ReverseSeq can convert a DNA sequence into its reverse, complement, or reverse-complement counterpart. You may want to work with the reverse-complement of a sequence if it contains an ORF on the reverse strand.

Step1: Paste sequences in fasta format as follows to convert into its reverse, complement, or reverse-complement counterpart.

H. TranslateCDS

ReverseSeq can translate coding DNA sequence to protein sequence.

Step1: Paste CDS sequence in fasta format as follows to translate the corresponding protein sequence

References:

Altschul SF, Madden TL, Schaffer AA, Zhang J, Zhang Z, Miller W, Lipman DJ. 1997. Gapped BLAST and PSI-BLAST: a new generation of protein database search programs. Nucleic Acids Res, 25(17): 3389-3402.
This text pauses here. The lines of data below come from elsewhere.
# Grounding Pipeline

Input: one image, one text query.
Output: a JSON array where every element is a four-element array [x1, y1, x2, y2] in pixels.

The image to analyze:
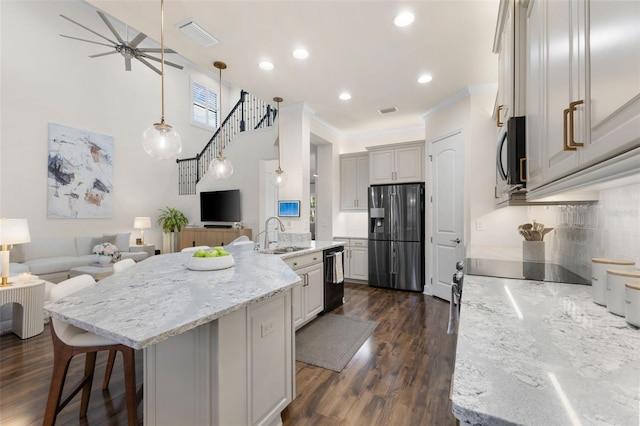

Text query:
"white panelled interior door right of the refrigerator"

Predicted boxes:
[[429, 131, 464, 300]]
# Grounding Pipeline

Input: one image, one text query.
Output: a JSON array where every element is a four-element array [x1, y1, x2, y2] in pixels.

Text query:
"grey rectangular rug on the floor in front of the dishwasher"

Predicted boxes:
[[296, 314, 378, 373]]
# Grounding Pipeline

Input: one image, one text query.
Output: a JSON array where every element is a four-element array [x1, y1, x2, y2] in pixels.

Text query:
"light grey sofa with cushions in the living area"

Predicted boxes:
[[10, 233, 148, 283]]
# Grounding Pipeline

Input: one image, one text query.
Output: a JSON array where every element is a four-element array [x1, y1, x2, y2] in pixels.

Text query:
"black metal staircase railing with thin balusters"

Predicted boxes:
[[176, 90, 277, 195]]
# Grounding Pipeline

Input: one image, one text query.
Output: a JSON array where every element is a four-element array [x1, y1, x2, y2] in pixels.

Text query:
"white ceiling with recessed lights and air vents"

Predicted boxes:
[[87, 0, 499, 136]]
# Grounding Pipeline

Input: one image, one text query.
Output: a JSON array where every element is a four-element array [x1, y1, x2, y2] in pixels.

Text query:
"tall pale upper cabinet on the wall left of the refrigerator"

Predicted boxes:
[[340, 152, 369, 210]]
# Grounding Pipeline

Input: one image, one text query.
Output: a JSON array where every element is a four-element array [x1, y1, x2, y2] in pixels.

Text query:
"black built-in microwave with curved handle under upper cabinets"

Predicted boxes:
[[496, 117, 527, 186]]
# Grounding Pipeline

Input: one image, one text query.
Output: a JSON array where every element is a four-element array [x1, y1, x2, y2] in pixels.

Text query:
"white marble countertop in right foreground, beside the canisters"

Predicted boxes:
[[452, 275, 640, 426]]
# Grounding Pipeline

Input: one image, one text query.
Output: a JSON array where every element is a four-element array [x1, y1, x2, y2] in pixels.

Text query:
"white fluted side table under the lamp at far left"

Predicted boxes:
[[0, 277, 45, 339]]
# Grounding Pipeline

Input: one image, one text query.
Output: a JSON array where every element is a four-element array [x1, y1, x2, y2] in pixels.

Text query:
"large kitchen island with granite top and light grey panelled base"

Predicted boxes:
[[45, 247, 300, 425]]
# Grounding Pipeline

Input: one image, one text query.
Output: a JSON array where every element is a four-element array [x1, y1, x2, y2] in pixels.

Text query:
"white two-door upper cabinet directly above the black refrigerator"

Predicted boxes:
[[367, 143, 424, 185]]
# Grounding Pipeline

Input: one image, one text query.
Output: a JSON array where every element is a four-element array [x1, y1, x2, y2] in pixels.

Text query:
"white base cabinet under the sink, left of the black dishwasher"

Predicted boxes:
[[285, 252, 324, 329]]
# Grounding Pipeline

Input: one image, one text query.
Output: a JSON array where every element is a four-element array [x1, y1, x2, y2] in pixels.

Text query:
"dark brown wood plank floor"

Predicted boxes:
[[0, 284, 456, 426]]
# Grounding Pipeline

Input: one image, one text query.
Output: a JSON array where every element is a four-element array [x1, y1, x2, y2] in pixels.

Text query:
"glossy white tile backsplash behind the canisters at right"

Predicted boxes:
[[534, 184, 640, 278]]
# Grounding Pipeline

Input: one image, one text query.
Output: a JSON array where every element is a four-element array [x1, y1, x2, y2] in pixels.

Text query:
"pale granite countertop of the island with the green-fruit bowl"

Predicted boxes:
[[44, 246, 300, 349]]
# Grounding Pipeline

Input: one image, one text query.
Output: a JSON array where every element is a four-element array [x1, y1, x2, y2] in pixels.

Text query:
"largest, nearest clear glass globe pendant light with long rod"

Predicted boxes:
[[142, 0, 182, 160]]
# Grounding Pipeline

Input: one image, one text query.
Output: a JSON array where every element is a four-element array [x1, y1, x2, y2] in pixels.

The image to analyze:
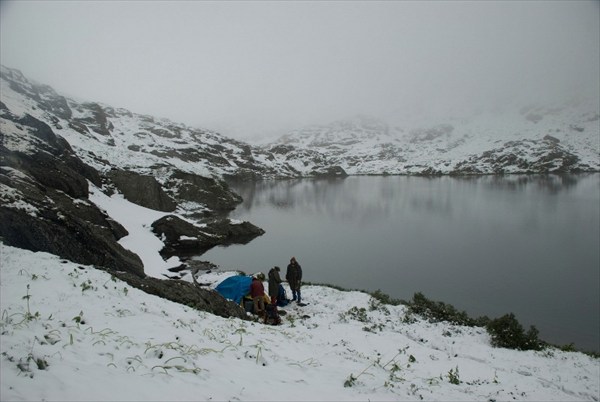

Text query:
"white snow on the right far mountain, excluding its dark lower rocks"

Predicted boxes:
[[267, 99, 600, 175]]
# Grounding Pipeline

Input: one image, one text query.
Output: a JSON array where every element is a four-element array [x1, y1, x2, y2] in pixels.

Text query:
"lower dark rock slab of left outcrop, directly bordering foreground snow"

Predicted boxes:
[[0, 173, 144, 275]]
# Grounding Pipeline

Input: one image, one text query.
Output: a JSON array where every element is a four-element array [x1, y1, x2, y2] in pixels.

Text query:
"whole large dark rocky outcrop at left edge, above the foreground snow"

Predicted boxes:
[[0, 110, 144, 275]]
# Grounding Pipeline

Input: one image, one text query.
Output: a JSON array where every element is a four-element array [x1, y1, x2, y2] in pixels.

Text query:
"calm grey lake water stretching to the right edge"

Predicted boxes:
[[199, 174, 600, 351]]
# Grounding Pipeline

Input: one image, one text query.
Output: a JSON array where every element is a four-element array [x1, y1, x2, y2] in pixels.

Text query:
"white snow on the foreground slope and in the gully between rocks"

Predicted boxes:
[[0, 185, 600, 401]]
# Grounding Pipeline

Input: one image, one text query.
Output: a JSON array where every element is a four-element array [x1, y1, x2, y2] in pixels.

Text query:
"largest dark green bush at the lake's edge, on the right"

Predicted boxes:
[[487, 313, 544, 350]]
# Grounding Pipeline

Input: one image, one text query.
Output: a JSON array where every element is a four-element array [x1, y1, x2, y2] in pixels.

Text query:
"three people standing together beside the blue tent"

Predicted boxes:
[[250, 257, 302, 315]]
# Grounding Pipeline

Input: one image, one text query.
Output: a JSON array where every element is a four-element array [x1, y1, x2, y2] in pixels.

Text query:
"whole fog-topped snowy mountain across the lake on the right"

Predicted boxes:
[[266, 106, 600, 175]]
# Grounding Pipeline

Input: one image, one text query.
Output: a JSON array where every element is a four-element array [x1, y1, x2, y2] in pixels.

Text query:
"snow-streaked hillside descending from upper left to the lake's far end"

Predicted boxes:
[[1, 66, 289, 180]]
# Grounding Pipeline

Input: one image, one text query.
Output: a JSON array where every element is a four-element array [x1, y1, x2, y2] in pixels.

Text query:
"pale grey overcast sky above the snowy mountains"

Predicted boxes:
[[0, 0, 600, 140]]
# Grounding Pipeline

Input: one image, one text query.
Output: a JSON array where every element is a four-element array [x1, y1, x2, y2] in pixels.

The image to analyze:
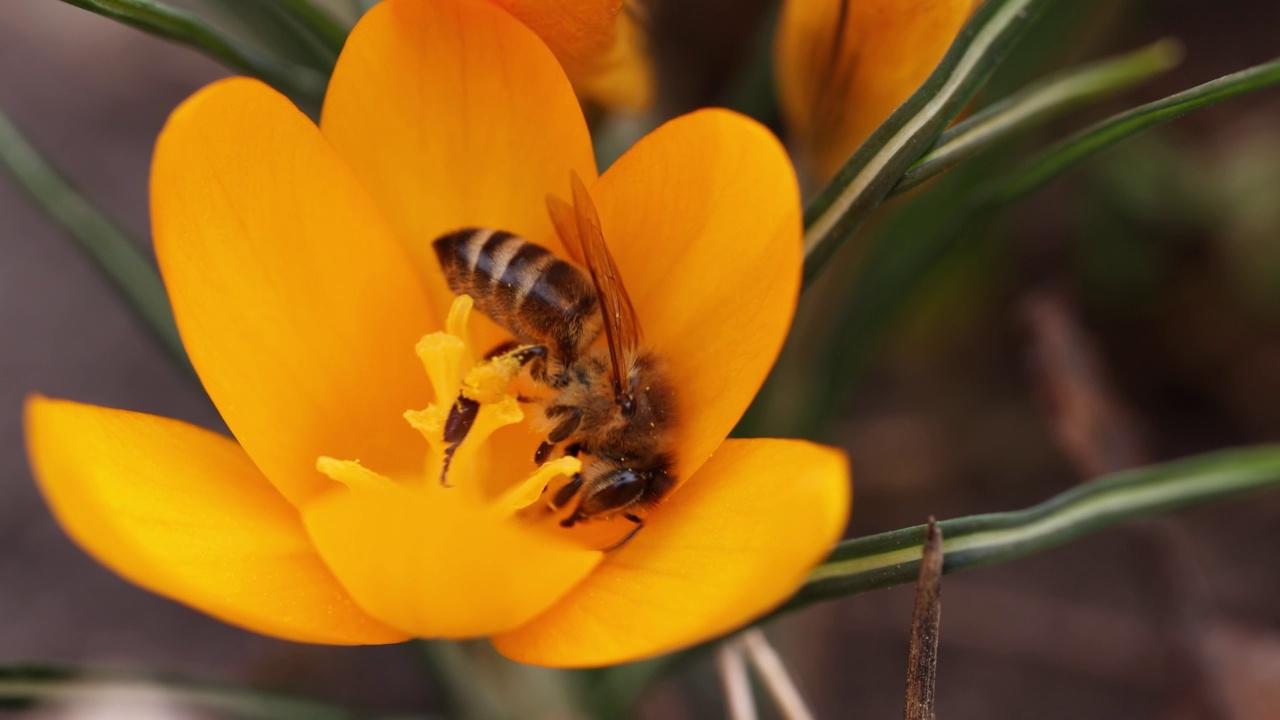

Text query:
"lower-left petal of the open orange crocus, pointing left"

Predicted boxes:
[[26, 397, 406, 644]]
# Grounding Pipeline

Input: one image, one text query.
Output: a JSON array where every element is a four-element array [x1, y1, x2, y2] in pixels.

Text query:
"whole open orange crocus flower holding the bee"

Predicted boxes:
[[27, 0, 850, 666]]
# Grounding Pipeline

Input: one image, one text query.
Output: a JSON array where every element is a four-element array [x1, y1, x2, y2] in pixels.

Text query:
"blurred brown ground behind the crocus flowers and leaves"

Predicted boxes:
[[0, 0, 1280, 719]]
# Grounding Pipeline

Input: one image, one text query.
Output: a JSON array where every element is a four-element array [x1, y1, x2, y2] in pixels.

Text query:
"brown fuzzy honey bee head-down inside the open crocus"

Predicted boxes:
[[433, 174, 676, 550]]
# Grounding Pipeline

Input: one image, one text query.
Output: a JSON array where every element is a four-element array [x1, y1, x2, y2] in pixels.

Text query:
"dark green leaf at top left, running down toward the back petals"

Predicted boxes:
[[63, 0, 328, 113]]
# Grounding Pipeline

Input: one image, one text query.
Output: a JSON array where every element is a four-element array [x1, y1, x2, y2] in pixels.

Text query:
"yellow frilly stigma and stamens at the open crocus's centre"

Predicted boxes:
[[316, 295, 582, 516]]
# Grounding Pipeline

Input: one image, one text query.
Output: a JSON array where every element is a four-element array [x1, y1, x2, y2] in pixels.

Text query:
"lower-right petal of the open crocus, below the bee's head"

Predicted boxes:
[[493, 439, 850, 667]]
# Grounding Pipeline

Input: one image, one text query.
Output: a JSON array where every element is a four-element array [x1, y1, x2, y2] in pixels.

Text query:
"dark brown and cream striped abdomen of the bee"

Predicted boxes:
[[433, 228, 602, 361]]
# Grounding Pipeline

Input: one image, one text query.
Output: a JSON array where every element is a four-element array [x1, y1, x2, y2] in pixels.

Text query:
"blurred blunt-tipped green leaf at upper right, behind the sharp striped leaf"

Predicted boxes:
[[892, 40, 1183, 195]]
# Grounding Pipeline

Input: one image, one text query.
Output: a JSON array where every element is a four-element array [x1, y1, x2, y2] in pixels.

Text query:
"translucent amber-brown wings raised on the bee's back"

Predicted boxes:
[[547, 173, 640, 393]]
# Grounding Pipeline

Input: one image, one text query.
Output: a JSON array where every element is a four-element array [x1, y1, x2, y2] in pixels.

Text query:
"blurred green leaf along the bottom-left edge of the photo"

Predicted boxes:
[[0, 664, 366, 720]]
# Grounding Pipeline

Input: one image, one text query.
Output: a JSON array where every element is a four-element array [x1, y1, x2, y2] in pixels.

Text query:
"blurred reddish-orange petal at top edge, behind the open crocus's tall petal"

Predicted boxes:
[[494, 0, 653, 110]]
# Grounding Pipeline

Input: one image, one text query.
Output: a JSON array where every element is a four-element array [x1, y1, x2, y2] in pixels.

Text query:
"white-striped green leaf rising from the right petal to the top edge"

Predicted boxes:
[[804, 0, 1050, 286]]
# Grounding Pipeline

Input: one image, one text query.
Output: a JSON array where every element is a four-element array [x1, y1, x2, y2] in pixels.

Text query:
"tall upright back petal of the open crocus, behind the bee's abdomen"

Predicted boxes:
[[321, 0, 595, 342]]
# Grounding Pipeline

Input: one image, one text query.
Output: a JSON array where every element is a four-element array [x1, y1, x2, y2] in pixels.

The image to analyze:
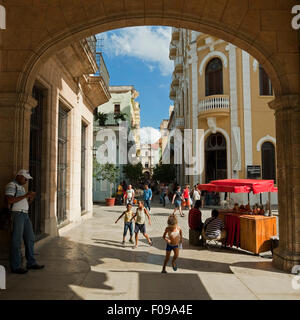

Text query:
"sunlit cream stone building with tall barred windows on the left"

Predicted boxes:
[[2, 37, 110, 241]]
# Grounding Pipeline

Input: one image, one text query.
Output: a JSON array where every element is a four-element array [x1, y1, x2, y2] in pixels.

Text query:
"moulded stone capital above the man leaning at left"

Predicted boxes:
[[0, 92, 38, 111]]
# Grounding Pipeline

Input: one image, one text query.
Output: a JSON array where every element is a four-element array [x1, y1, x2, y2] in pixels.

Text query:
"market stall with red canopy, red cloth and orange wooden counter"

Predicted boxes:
[[198, 179, 277, 254]]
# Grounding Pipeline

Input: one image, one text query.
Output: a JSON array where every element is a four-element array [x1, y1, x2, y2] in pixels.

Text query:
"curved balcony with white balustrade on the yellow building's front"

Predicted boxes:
[[198, 95, 230, 118]]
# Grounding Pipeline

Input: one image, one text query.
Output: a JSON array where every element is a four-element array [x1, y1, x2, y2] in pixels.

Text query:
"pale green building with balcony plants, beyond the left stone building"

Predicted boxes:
[[93, 86, 141, 201]]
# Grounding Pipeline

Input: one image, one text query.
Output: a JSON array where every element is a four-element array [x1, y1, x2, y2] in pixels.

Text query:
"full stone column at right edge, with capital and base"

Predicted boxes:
[[269, 95, 300, 271]]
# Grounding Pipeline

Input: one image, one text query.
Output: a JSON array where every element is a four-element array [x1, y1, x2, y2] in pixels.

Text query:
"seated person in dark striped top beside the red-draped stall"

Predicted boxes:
[[202, 209, 226, 244]]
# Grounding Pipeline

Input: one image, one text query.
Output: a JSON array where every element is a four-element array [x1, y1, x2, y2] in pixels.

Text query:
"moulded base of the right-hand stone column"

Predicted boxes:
[[272, 248, 300, 272]]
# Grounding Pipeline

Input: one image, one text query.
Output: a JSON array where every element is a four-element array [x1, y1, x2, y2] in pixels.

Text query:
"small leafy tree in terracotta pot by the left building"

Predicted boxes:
[[94, 160, 119, 206]]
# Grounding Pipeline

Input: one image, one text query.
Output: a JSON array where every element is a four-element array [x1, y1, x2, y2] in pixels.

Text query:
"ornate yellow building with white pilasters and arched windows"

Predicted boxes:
[[170, 28, 277, 205]]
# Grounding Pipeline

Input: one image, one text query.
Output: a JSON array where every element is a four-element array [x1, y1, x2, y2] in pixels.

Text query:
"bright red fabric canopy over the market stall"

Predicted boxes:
[[198, 179, 277, 194]]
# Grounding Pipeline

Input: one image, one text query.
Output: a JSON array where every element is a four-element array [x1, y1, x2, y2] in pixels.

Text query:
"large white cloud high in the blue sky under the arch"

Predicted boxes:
[[98, 26, 173, 76]]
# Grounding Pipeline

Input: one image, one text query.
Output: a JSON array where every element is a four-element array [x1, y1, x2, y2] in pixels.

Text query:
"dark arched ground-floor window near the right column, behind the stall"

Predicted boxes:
[[261, 141, 276, 183]]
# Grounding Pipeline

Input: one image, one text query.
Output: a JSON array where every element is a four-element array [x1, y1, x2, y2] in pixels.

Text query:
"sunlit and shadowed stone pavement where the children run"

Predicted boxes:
[[0, 204, 300, 300]]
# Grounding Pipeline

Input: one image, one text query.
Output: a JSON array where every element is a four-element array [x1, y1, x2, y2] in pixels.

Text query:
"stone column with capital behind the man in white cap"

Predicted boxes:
[[0, 93, 37, 200]]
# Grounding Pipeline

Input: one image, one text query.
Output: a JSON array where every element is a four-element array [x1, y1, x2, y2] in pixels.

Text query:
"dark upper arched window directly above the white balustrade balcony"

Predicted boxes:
[[205, 58, 223, 96]]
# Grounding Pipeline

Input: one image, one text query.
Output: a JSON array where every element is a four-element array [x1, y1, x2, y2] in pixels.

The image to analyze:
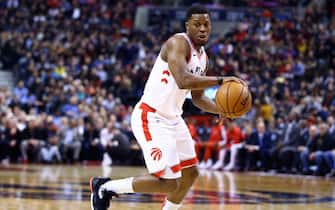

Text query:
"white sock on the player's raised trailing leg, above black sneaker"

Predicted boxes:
[[99, 177, 134, 197]]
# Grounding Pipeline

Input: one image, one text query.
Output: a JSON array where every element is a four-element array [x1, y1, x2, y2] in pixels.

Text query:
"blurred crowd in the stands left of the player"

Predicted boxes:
[[0, 0, 159, 164]]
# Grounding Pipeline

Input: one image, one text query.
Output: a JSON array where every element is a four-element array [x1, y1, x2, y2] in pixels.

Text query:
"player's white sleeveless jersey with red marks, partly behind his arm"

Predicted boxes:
[[141, 33, 207, 118]]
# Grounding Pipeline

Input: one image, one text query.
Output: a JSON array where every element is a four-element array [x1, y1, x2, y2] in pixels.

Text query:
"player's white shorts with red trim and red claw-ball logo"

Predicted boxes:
[[131, 102, 198, 179]]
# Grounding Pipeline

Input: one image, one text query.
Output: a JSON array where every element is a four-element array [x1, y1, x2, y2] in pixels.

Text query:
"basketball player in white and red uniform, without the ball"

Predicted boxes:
[[90, 6, 243, 210]]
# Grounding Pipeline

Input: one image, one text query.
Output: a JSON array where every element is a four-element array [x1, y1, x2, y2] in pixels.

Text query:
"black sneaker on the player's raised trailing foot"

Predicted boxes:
[[90, 177, 118, 210]]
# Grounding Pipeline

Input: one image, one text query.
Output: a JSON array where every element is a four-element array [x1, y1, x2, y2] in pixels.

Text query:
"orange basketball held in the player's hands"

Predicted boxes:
[[215, 81, 252, 119]]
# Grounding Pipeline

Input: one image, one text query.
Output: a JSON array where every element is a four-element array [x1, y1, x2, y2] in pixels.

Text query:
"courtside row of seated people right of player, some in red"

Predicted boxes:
[[192, 114, 335, 177]]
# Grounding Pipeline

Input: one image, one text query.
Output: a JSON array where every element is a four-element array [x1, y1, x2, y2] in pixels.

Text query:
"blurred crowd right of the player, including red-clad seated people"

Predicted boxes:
[[194, 0, 335, 176]]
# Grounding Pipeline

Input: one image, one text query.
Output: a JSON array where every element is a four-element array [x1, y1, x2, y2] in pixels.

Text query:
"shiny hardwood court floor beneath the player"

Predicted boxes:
[[0, 165, 335, 210]]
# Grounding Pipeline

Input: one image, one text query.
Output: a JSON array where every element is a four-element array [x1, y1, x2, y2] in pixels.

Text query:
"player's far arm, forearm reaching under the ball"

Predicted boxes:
[[191, 55, 219, 114]]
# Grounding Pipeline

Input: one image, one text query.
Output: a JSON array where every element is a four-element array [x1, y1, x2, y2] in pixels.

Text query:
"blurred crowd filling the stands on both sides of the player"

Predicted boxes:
[[0, 0, 335, 175]]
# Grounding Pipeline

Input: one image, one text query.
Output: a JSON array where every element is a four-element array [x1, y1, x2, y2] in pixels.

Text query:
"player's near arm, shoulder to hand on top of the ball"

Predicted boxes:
[[161, 36, 241, 90]]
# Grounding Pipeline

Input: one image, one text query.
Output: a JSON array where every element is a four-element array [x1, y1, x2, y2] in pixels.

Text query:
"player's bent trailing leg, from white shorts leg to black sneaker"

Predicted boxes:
[[91, 104, 181, 210]]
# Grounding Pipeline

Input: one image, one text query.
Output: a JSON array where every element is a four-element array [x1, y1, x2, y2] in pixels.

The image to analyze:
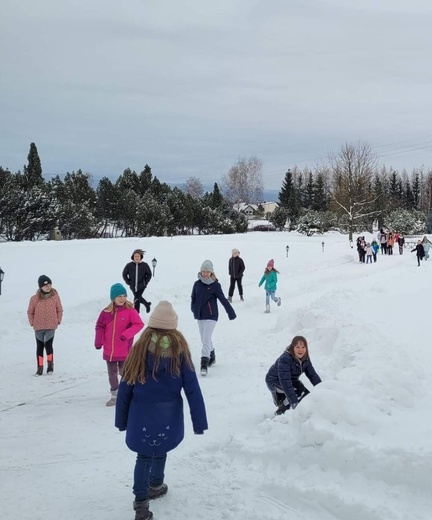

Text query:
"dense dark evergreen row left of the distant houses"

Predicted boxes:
[[0, 143, 247, 241]]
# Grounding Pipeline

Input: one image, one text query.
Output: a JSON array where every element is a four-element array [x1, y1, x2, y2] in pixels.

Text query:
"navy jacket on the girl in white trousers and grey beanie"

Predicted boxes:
[[191, 280, 237, 321]]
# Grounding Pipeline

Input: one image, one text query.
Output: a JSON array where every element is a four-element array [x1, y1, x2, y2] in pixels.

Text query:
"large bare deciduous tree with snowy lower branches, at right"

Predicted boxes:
[[329, 142, 379, 240]]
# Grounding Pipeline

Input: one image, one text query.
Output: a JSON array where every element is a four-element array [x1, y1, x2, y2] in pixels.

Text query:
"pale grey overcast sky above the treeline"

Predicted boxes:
[[0, 0, 432, 189]]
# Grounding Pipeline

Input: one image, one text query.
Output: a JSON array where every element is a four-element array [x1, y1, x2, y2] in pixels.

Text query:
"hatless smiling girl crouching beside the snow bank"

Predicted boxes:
[[265, 336, 321, 415]]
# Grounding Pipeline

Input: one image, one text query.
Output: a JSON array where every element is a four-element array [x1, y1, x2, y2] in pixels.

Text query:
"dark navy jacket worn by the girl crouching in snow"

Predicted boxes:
[[266, 350, 321, 405]]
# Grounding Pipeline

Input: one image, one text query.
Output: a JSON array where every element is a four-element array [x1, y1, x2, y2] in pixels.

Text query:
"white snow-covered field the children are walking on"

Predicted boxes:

Birney E, Clamp M, Durbin R. 2004. GeneWise and Genomewise. Genome Res, 14(5): 988-995.

Donlin MJ. 2007. Using the Generic Genome Browser (GBrowse). Curr Protoc Bioinformatics, Chapter 9: Unit 9 9.

Edgar RC. 2004. MUSCLE: multiple sequence alignment with high accuracy and high throughput. Nucleic Acids Res, 32(5): 1792-1797.

Yang Z. 2007. PAML 4: phylogenetic analysis by maximum likelihood. Mol Biol Evol, 24(8): 1586-1591.